Cuando sabe que lo va a ver, elige su ropa con cuidado, se empapa en fragancia importada, se plancha el flequillo, se maquilla con cuidado para agasajarlo… aunque jamás cruzará la línea.

Es que ella es diferente a las otras. No trata de seducirlo con descaro, polleras cortas, escotes y risitas estúpidas como las zorras que a veces tengo que espantar a escobazos.
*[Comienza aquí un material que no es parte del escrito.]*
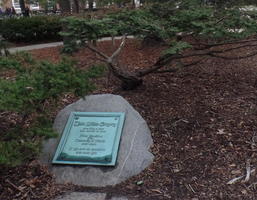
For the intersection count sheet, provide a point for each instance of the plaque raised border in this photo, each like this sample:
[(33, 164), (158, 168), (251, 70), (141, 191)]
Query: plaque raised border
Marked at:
[(108, 160)]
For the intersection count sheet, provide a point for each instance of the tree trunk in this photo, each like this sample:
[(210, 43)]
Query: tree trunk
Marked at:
[(129, 81)]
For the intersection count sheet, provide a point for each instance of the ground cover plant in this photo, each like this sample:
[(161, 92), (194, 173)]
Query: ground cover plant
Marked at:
[(201, 108), (202, 119), (31, 29)]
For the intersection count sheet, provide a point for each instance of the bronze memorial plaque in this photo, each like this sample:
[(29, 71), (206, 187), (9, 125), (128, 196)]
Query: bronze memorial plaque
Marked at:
[(90, 138)]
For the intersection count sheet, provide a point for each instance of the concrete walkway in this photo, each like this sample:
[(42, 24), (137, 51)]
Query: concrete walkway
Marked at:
[(53, 44)]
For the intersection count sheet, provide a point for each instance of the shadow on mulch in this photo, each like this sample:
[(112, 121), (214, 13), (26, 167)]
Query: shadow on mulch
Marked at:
[(203, 123)]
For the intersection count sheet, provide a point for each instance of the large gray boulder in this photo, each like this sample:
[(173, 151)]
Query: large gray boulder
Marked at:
[(133, 156)]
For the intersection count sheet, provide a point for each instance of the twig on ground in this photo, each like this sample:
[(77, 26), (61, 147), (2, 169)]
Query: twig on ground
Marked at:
[(234, 180), (248, 171)]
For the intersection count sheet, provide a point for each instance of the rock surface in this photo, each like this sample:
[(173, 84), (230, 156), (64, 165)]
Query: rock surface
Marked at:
[(133, 156), (82, 196)]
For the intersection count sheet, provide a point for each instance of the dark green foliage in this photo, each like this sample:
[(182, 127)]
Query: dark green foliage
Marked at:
[(31, 29), (164, 22), (3, 47), (26, 92)]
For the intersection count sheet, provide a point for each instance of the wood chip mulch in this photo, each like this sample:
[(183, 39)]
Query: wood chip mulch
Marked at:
[(203, 121)]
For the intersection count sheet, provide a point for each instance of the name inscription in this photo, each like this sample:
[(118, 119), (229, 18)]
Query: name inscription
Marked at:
[(91, 140)]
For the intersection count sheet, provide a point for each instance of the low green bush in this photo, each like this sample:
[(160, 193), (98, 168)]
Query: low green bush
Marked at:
[(31, 29), (30, 90)]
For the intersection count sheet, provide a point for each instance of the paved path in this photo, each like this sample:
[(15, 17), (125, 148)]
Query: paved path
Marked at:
[(73, 195), (47, 45)]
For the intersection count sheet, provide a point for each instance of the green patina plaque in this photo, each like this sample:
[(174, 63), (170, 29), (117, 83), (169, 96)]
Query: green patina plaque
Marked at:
[(90, 138)]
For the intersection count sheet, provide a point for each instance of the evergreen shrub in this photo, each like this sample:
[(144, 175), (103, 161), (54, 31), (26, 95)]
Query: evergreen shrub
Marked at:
[(31, 29), (30, 90)]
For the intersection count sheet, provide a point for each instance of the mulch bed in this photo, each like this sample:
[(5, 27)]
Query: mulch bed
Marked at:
[(202, 120)]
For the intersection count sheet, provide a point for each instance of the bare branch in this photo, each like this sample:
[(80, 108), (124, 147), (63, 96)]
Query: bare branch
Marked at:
[(183, 66), (233, 58), (234, 48), (92, 48), (208, 46), (117, 52)]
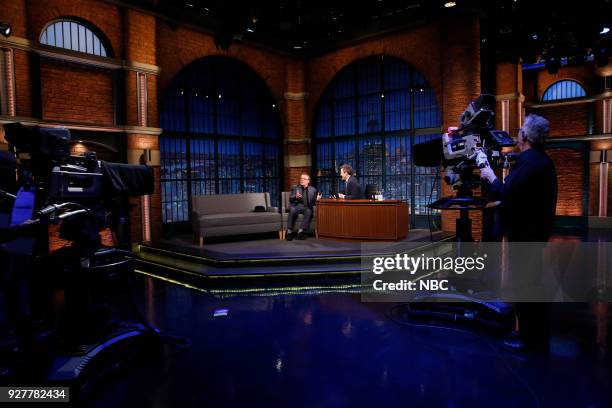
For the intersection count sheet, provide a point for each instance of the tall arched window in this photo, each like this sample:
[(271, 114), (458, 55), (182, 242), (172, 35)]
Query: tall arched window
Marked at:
[(566, 89), (222, 135), (76, 36), (369, 117)]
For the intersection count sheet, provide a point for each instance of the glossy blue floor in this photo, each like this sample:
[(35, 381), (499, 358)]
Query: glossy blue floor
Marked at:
[(320, 346)]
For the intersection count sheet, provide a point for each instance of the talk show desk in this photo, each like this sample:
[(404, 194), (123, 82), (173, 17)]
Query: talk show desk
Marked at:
[(362, 220)]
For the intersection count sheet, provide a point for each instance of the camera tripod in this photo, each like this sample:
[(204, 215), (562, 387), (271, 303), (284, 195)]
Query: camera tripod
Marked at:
[(87, 341), (466, 305)]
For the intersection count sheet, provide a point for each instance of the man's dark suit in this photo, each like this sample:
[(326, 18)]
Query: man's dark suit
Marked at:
[(352, 189), (529, 197), (528, 203), (302, 205)]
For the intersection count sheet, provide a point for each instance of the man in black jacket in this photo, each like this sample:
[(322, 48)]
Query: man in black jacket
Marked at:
[(528, 198), (352, 189), (302, 200)]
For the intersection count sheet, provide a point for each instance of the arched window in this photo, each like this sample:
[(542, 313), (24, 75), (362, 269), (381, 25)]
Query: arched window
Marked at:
[(566, 89), (222, 135), (369, 117), (76, 36)]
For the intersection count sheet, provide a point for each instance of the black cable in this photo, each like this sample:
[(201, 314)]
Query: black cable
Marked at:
[(433, 186), (177, 342), (390, 316)]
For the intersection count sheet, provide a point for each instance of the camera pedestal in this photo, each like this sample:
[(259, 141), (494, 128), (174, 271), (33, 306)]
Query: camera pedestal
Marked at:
[(128, 343), (458, 306)]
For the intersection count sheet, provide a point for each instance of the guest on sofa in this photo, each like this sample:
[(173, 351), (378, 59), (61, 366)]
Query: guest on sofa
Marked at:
[(352, 190), (302, 200)]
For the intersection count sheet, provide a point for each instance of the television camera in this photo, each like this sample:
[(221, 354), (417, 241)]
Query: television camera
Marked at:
[(84, 196), (474, 144)]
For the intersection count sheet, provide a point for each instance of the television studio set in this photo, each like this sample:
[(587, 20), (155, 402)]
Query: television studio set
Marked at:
[(293, 203)]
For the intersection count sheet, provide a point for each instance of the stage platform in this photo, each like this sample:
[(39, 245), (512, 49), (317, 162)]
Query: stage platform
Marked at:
[(265, 257)]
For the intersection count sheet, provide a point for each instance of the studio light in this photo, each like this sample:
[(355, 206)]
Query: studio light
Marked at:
[(5, 29), (552, 65)]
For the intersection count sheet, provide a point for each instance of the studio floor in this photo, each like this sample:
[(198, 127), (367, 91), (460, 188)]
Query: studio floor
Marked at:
[(320, 346)]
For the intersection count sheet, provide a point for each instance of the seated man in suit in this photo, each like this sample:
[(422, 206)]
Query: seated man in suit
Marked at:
[(352, 188), (302, 199)]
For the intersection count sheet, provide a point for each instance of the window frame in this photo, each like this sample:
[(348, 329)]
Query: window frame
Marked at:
[(413, 175), (268, 144), (96, 34), (560, 81)]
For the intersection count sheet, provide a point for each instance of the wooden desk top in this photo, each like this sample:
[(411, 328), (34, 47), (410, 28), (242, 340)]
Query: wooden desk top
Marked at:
[(344, 201)]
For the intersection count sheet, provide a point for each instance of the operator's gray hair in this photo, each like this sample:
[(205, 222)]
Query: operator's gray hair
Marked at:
[(536, 129)]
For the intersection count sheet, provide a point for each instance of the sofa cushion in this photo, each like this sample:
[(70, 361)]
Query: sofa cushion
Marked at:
[(227, 219), (229, 203)]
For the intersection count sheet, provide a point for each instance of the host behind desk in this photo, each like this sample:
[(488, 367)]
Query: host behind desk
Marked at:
[(363, 220)]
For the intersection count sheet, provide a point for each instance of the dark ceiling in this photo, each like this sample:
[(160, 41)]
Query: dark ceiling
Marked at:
[(528, 29)]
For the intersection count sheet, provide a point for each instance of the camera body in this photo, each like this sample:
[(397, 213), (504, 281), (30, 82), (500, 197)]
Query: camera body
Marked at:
[(474, 144), (46, 167)]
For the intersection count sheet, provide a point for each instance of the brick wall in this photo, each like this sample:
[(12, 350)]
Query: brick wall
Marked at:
[(179, 46), (23, 83), (569, 164), (74, 93), (419, 47), (140, 37), (568, 120)]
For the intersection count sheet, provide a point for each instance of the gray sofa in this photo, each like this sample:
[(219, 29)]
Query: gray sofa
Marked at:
[(233, 214), (285, 211)]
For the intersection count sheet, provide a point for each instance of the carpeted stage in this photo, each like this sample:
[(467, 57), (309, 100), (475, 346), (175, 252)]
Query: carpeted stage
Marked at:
[(266, 257)]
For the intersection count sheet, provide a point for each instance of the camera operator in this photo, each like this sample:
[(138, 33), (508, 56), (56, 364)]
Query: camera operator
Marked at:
[(528, 198)]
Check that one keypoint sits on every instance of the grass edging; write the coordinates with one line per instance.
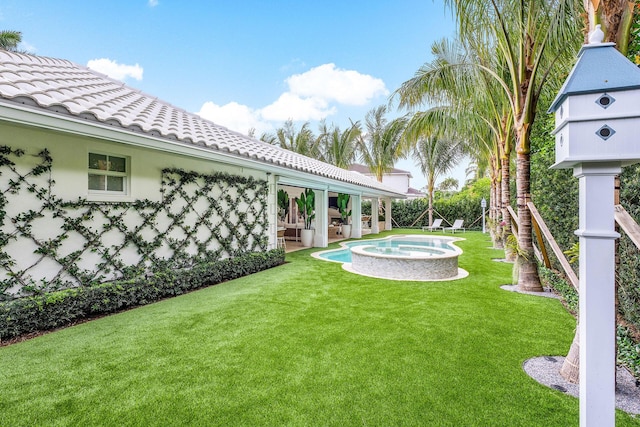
(60, 308)
(628, 349)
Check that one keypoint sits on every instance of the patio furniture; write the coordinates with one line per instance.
(457, 225)
(280, 233)
(436, 224)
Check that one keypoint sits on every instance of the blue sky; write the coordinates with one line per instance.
(245, 64)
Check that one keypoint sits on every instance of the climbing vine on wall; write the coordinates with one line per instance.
(47, 243)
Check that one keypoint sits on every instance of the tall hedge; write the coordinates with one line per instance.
(465, 205)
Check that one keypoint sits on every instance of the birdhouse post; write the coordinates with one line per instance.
(597, 116)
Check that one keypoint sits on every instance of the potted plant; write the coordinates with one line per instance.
(283, 204)
(306, 206)
(345, 213)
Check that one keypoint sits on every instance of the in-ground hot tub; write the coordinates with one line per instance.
(405, 262)
(400, 257)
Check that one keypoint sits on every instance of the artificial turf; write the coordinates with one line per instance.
(304, 344)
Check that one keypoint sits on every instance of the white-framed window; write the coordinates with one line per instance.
(108, 174)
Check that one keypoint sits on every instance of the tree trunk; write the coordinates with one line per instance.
(570, 369)
(505, 200)
(495, 214)
(430, 208)
(528, 279)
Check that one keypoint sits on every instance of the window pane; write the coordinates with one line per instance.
(97, 161)
(115, 183)
(96, 182)
(117, 164)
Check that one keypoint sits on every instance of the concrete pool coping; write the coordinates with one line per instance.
(347, 265)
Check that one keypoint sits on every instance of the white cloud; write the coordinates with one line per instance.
(292, 106)
(311, 96)
(327, 82)
(114, 70)
(235, 116)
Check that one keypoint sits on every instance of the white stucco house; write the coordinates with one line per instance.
(96, 177)
(398, 179)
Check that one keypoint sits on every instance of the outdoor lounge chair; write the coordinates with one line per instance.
(457, 225)
(435, 225)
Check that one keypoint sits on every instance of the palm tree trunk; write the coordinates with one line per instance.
(430, 208)
(495, 214)
(570, 369)
(528, 279)
(505, 200)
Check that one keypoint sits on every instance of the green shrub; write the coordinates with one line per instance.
(60, 308)
(568, 293)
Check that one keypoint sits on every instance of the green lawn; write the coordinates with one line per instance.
(304, 344)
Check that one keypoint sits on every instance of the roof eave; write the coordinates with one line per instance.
(27, 115)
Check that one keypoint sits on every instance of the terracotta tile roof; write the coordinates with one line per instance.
(64, 87)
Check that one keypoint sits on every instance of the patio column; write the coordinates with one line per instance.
(321, 236)
(272, 210)
(387, 213)
(375, 207)
(356, 216)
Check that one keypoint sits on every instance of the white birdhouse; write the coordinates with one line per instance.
(598, 108)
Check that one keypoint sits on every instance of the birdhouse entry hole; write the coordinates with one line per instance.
(605, 101)
(605, 132)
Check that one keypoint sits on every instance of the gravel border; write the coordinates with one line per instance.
(546, 370)
(514, 288)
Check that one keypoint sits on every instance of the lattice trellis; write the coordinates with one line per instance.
(47, 243)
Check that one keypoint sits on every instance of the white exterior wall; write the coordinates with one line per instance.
(69, 173)
(70, 156)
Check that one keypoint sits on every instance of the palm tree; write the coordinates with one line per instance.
(339, 148)
(382, 144)
(615, 18)
(9, 40)
(436, 156)
(530, 37)
(481, 108)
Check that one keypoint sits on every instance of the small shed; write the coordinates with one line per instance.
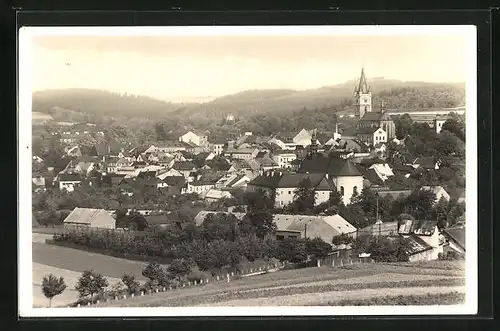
(90, 218)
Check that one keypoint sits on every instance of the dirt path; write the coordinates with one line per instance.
(319, 298)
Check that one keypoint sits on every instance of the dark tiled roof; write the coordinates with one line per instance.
(394, 193)
(183, 165)
(88, 151)
(69, 177)
(372, 116)
(157, 219)
(457, 234)
(174, 180)
(417, 245)
(369, 130)
(428, 162)
(292, 180)
(420, 227)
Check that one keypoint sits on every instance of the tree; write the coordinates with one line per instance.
(291, 249)
(262, 222)
(419, 203)
(317, 248)
(52, 286)
(131, 284)
(179, 268)
(455, 126)
(343, 238)
(403, 125)
(305, 198)
(91, 283)
(440, 213)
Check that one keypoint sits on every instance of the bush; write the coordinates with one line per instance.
(90, 284)
(156, 274)
(450, 255)
(196, 275)
(52, 286)
(132, 285)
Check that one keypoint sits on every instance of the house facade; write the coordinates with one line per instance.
(193, 138)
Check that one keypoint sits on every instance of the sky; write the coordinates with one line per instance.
(199, 68)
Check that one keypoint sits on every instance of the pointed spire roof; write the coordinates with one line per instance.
(363, 85)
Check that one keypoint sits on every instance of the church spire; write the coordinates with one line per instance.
(362, 87)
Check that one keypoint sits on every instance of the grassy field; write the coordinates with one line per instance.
(79, 261)
(316, 286)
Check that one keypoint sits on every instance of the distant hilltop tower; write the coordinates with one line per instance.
(363, 96)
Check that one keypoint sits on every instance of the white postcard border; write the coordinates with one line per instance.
(25, 155)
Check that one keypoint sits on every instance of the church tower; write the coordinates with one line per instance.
(363, 96)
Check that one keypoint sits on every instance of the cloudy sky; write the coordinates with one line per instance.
(192, 68)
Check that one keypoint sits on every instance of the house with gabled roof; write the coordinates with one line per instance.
(68, 181)
(89, 218)
(285, 184)
(439, 191)
(306, 226)
(347, 178)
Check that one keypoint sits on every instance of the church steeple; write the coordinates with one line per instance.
(363, 96)
(362, 87)
(313, 148)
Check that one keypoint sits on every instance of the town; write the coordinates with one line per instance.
(390, 188)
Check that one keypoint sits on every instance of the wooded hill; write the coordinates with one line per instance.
(396, 94)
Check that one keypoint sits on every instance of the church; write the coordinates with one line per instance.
(368, 118)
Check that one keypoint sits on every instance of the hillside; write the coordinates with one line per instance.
(396, 94)
(102, 103)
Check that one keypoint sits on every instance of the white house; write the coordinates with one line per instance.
(303, 138)
(439, 191)
(69, 181)
(284, 158)
(371, 135)
(89, 218)
(284, 185)
(193, 138)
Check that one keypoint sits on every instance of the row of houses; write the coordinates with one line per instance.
(425, 240)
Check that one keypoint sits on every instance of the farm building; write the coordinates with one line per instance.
(90, 218)
(304, 226)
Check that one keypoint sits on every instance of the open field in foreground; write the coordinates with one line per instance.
(79, 261)
(316, 286)
(69, 295)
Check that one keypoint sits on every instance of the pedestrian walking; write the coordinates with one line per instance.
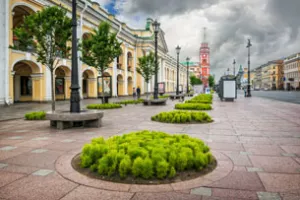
(138, 91)
(134, 93)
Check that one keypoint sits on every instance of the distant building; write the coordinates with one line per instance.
(292, 72)
(205, 59)
(271, 75)
(257, 78)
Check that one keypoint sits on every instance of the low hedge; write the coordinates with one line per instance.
(145, 155)
(198, 101)
(203, 97)
(40, 115)
(182, 117)
(193, 106)
(130, 101)
(103, 106)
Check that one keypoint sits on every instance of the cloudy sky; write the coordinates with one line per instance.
(272, 25)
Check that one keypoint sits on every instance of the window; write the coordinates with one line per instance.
(26, 85)
(59, 86)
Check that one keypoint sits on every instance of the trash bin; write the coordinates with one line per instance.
(105, 99)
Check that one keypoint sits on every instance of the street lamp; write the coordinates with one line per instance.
(187, 75)
(248, 46)
(233, 67)
(75, 98)
(156, 30)
(177, 51)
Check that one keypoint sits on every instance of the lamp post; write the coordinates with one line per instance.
(177, 51)
(233, 67)
(156, 30)
(187, 75)
(75, 98)
(249, 90)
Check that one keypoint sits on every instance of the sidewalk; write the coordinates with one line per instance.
(18, 110)
(256, 142)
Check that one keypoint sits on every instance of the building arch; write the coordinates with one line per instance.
(130, 85)
(19, 12)
(120, 82)
(26, 81)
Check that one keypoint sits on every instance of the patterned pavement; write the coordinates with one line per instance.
(256, 140)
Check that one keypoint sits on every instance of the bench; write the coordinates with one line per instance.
(64, 119)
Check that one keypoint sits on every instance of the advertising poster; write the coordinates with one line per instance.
(107, 87)
(161, 88)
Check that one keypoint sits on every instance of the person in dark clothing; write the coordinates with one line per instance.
(138, 91)
(134, 93)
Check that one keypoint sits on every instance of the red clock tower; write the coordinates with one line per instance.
(204, 59)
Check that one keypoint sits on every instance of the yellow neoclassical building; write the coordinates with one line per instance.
(23, 79)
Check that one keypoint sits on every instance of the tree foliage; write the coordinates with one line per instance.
(211, 81)
(195, 81)
(147, 66)
(100, 49)
(46, 32)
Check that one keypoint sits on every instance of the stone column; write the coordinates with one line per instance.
(4, 55)
(114, 78)
(125, 86)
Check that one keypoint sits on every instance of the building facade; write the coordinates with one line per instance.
(204, 60)
(24, 79)
(292, 72)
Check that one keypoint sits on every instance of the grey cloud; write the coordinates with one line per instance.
(167, 7)
(272, 25)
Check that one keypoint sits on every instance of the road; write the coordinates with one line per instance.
(292, 97)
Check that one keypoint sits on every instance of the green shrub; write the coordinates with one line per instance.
(182, 117)
(145, 154)
(198, 101)
(192, 106)
(201, 98)
(40, 115)
(104, 106)
(162, 169)
(130, 101)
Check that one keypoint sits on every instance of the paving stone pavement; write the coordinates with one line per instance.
(261, 138)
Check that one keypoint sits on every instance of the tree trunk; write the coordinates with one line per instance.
(102, 72)
(52, 91)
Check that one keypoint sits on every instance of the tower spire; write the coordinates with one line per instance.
(204, 34)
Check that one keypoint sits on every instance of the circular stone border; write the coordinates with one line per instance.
(64, 167)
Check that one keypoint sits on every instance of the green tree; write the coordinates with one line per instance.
(47, 33)
(211, 81)
(147, 67)
(100, 49)
(195, 81)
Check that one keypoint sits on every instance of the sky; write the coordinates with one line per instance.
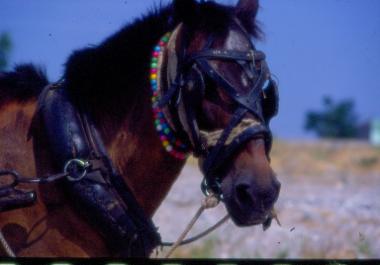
(314, 47)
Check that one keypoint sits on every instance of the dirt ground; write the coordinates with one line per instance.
(329, 207)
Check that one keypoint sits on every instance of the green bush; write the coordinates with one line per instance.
(336, 120)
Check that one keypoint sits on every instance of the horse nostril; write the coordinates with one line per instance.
(243, 195)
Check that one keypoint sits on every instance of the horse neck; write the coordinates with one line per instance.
(135, 148)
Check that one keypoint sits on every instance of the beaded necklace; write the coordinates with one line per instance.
(169, 141)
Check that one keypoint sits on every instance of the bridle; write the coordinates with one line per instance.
(261, 102)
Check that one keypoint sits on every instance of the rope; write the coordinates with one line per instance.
(210, 201)
(8, 250)
(200, 235)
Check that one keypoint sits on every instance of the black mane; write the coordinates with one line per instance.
(115, 72)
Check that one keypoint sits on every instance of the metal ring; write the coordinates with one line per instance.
(15, 178)
(80, 164)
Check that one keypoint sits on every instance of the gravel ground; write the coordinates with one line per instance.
(328, 217)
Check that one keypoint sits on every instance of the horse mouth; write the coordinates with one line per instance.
(264, 219)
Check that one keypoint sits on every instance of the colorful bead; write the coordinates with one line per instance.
(171, 144)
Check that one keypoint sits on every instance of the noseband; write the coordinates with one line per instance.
(184, 89)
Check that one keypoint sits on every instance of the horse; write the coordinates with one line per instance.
(184, 78)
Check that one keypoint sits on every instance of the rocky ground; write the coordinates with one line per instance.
(329, 207)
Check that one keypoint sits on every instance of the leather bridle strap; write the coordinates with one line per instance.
(228, 55)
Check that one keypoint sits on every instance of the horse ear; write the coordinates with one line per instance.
(185, 10)
(247, 9)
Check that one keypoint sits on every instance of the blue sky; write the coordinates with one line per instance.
(314, 47)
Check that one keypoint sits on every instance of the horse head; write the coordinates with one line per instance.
(218, 94)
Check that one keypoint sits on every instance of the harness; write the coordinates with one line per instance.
(183, 87)
(89, 178)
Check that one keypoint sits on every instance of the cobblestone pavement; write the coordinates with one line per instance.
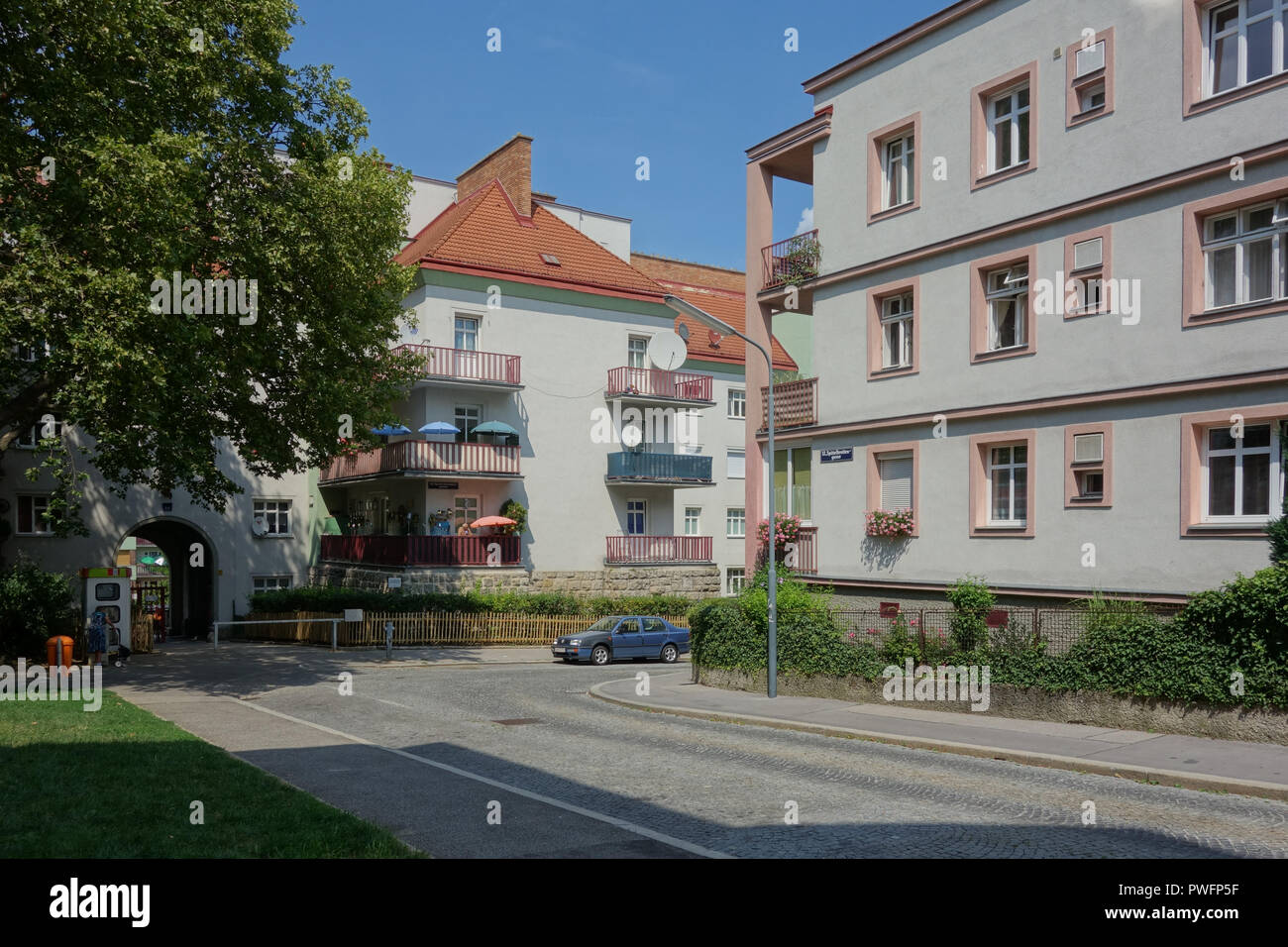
(732, 789)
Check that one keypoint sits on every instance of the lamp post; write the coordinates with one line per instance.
(709, 321)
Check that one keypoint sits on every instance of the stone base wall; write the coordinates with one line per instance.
(1090, 707)
(690, 581)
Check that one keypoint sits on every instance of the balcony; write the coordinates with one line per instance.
(467, 368)
(657, 384)
(662, 470)
(657, 551)
(426, 459)
(791, 262)
(795, 405)
(420, 551)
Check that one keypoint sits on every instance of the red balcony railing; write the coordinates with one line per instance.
(658, 382)
(658, 549)
(426, 457)
(793, 261)
(795, 405)
(420, 551)
(467, 365)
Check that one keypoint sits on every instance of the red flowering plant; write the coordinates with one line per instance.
(889, 523)
(787, 528)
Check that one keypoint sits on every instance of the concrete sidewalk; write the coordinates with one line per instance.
(1223, 766)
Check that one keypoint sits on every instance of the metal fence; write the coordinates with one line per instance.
(1009, 628)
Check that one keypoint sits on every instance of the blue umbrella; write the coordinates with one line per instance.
(439, 428)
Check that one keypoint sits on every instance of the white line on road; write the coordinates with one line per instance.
(527, 793)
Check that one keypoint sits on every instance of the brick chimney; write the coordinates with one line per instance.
(511, 165)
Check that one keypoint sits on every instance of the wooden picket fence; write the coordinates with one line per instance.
(421, 628)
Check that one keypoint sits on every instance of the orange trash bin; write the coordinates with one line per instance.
(53, 646)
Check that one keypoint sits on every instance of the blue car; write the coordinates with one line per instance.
(625, 637)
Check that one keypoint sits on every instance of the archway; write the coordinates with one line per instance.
(191, 605)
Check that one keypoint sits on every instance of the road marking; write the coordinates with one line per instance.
(527, 793)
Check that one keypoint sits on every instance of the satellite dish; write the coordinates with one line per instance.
(668, 350)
Con una dignidad que jamás he visto en otra mujer y mucho menos en mí misma, ella finge que no se desmaya por dentro si el chango le habla, y disimula con entereza sus ganas de besarlo, olerlo, tocarlo.

Nunca dirá nada. Jamás se animará siquiera a insinuárselo a su mejor amiga, y en cambio guardará el secreto hasta que el tiempo o el abrazo de otro hombre la cure y la salve.

A veces la veo observar al que duerme todas las noches conmigo y recuerdo cuando yo era ella y se me llenaban los ojos de lágrimas al imaginar a algún muchacho que ahora me resulta lejanísimo durmiendo con otra.

Antes estaba celosa y le tenía bronca, pero ya no.